This post is in response to a writing prompt from the LGBTQ Narratives Activist-Writers group. The prompt: When did we first become aware of our own race?
Some background: My story takes place in 1955 in Racine, an industrial community in Southeastern Wisconsin. Racine is located on the shore of Lake Michigan at the mouth of the Root River, south of Milwaukee and north of Chicago. Waves of immigrants, including Danes, Germans, and Czechs, began to settle in Racine between the Civil War and the First World War. African Americans started arriving in large numbers during World War I, as they did in other Midwestern industrial towns, and Mexicans migrated to Racine from roughly 1925 onward.
It is my personal belief that what separates us in the end binds us together, whether it is race, social class, age, religion, politics, gender or sexual preference. We are compelled to learn from each other, tolerate, understand and finally accept and respect our differences.
WARNING: This post contains explicit and racist language.
As I stood in my backyard looking between the open squares of the chicken wire fence, I saw a face different than mine. His face was as black as the coal that my father shoveled into the furnace that heated our home. I was five years old in Racine, Wisconsin and this boy who stood on the other side of the fence was a stranger to me. He stared back at me too and saw a five-year-old white girl, face-to-face, toes-almost-touching toes and yet we were worlds apart, this young black boy of about the same age and I, strangers and neighbors.
When I asked my parents if I could play next door with the little boy, I was told no, and was reminded of my boundaries. I could go no further than the end of our sidewalk that abutted each of our neighbor’s homes. I could play in the backyard but go no further than the Kowalski women’s home which stood next to the alley behind our house. My only friends were my little sister Roz, and Marge, the 25-year-old maiden daughter of the widow Kowalski.
My first home was in a neighborhood of working-class and poor families, both black and white. My parents were young and just starting out in life, barely in their early twenties with two girls to support. My father worked his factory job, while my mother was a car hop at a drive-in restaurant. One of my favorite things to do at five was walk hand-in-hand with my father and sister to meet my mother after work and when we were lucky, have a hamburger for dinner. I remember, I always ordered mine without pepper and salt. Plain as plain could get.
Our house was sheathed in brown asphalt shingles, called ghetto brick because it mimicked brick and mortar and was a step up from tar paper. Sometimes when the sun hit the shingles from a certain angle they would sparkle. The white sandy particles glistened like diamonds and the black specks like onyx. I didn’t know that I came from humble beginnings and how hard my parents worked and struggled to pay the rent, put food in our bellies, ice in the icebox, and coal in the furnace. Whatever extra money they had was saved for the down payment for their first house, or clothed us girls. My sister Roz and I were always dressed well, with bows in our braids or pony tails, our saddle shoes polished white and our patent leather Mary Jane’s reflected the sun.

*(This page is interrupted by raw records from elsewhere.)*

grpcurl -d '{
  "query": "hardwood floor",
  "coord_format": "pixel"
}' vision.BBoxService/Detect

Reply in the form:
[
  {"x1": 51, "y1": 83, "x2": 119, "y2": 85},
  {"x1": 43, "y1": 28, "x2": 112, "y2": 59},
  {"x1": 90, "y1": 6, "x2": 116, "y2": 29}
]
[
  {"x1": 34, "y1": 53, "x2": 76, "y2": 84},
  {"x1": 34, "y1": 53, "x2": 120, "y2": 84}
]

One morning following Easter Sunday, I walked to school in my new spring coat. It was red with a pebbled finish to the fabric that was fun to touch. The collar was white lace and spread across my shoulders like wings and resembled the hand-crocheted doilies that covered the polished wood furniture in my great grandmother’s parlor. I was proud of my new coat and felt special in it.
As I got closer to school I noticed a boy following me. As I walked faster, he walked faster, the distance between us diminishing quickly. I recognized him as the boy who teased and taunted me from my kindergarten class. I couldn’t imagine why he disliked me so, but he did. He called me names and sometimes would punch me or push me when the teacher wasn’t looking. As he approached me that day, he was running at full speed and with all his weight and forward motion, pushed me into the muddy puddle where the rain mixed like molasses with the spongy grass and softened earth.
When I arrived at school that day, my new coat and white anklets were full of mud and my knee bloody from scraping the sidewalk as I fell; my face soaked with tears. I immediately sought out my teacher to tell her what happened. Later that day she met with my mother. I felt badly that it was somehow my fault, that I must have done something to cause this behavior in the boy and I was worried that my mother would be angry that I couldn’t take care of something new. When she emerged from the meeting with the teacher, she hugged me and told me everything would be alright. She would have the coat dry-cleaned.
The next day when I went to class, the boy that pushed me was gone. He was transferred to the other kindergarten class. Again, I felt badly. I didn’t want him to be banished, only to leave me alone, or to simply like me as my other classmates did. Now when I looked at the faces of my friends, they were all white and the one black face was absent.
This began an awareness at the age of five of both white privilege and the guilt that followed, that somehow the rules were different for the races, the playing field not level. I became sensitive to the language and demeanor of the adults around me, their conversations sometimes grabbing my attention when I could hear both fear and anger in their voices talking about blacks using the n-word. Yes, the first time I heard the n-word was from my beloved maternal grandmother when she walked me to the corner neighborhood grocery store to buy me chocolate candies that looked like babies. The grocer took the metal scoop and poured some into a white bag as my grandmother said to me, “Enjoy those nigger babies.”